**Desemprego cai a 5,3% no trimestre até julho, aponta IBGE**
A taxa de desocupação no Brasil ficou em 5,3% no trimestre encerrado em julho, segundo dados divulgados nesta quinta-feira (27) pelo Instituto Brasileiro de Geografia e Estatística (IBGE). É o menor índice já registrado para esse período de três meses desde o início da série histórica da Pnad Contínua, em 2012.
O resultado representa queda em relação ao trimestre terminado em abril, quando a taxa estava em 5,8%, e também ante os 5,6% verificados no mesmo período do ano anterior.
O número de pessoas ocupadas chegou a 103,3 milhões, o maior patamar da pesquisa. Também foi recorde o contingente de empregados com carteira assinada no setor privado, excluídos os trabalhadores domésticos, que atingiu 39,4 milhões.
Por outro lado, o total de trabalhadores sem carteira assinada alcançou 13,8 milhões. O número cresceu 3,6% em comparação com o trimestre encerrado em abril, o equivalente a mais 477 mil pessoas.
A construção civil foi um dos destaques na expansão da ocupação no período. O setor de transporte, armazenagem e correio — que inclui entregadores por aplicativos — registrou avanço de 5,4% em relação ao mesmo trimestre de 2025.
A população desocupada foi estimada em 5,8 milhões de pessoas, redução de 503 mil trabalhadores, ou 8%, frente ao período de fevereiro a abril.

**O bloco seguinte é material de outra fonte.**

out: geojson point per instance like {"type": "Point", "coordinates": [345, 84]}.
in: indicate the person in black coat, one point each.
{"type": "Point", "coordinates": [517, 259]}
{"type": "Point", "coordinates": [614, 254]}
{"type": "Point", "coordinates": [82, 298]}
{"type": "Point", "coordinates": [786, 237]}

A informalidade atingiu 37,5% da população ocupada, acima dos 37,2% observados no trimestre anterior. Nessa categoria, o IBGE inclui empregados sem carteira, trabalhadores por conta própria e empregadores sem CNPJ. Esses profissionais não contam com garantias como férias remuneradas, 13º salário e seguro-desemprego.
O número de pessoas desalentadas ficou em 2,3 milhões, queda de 9,7% no trimestre. O grupo reúne pessoas que deixaram de procurar trabalho por acreditar que não conseguiriam uma oportunidade.
O rendimento médio real habitual dos trabalhadores foi de R$ 3.762, com recuo de 0,7% em relação ao trimestre terminado em abril. Para o IBGE, a variação é considerada estável.
A Pnad Contínua analisa a situação do mercado de trabalho entre pessoas de 14 anos ou mais, incluindo empregos formais e informais, trabalho temporário e atividades por conta própria. Para ser classificada como desocupada, a pessoa precisa ter procurado trabalho nos 30 dias anteriores à entrevista.
A pesquisa visita cerca de 211 mil domicílios em todos os estados e no Distrito Federal. O menor índice de desemprego de toda a série foi de 5,1%, registrado no último trimestre de 2025. Já a maior taxa, de 14,9%, ocorreu nos trimestres móveis encerrados em setembro de 2020 e março de 2021, durante a pandemia de covid-19.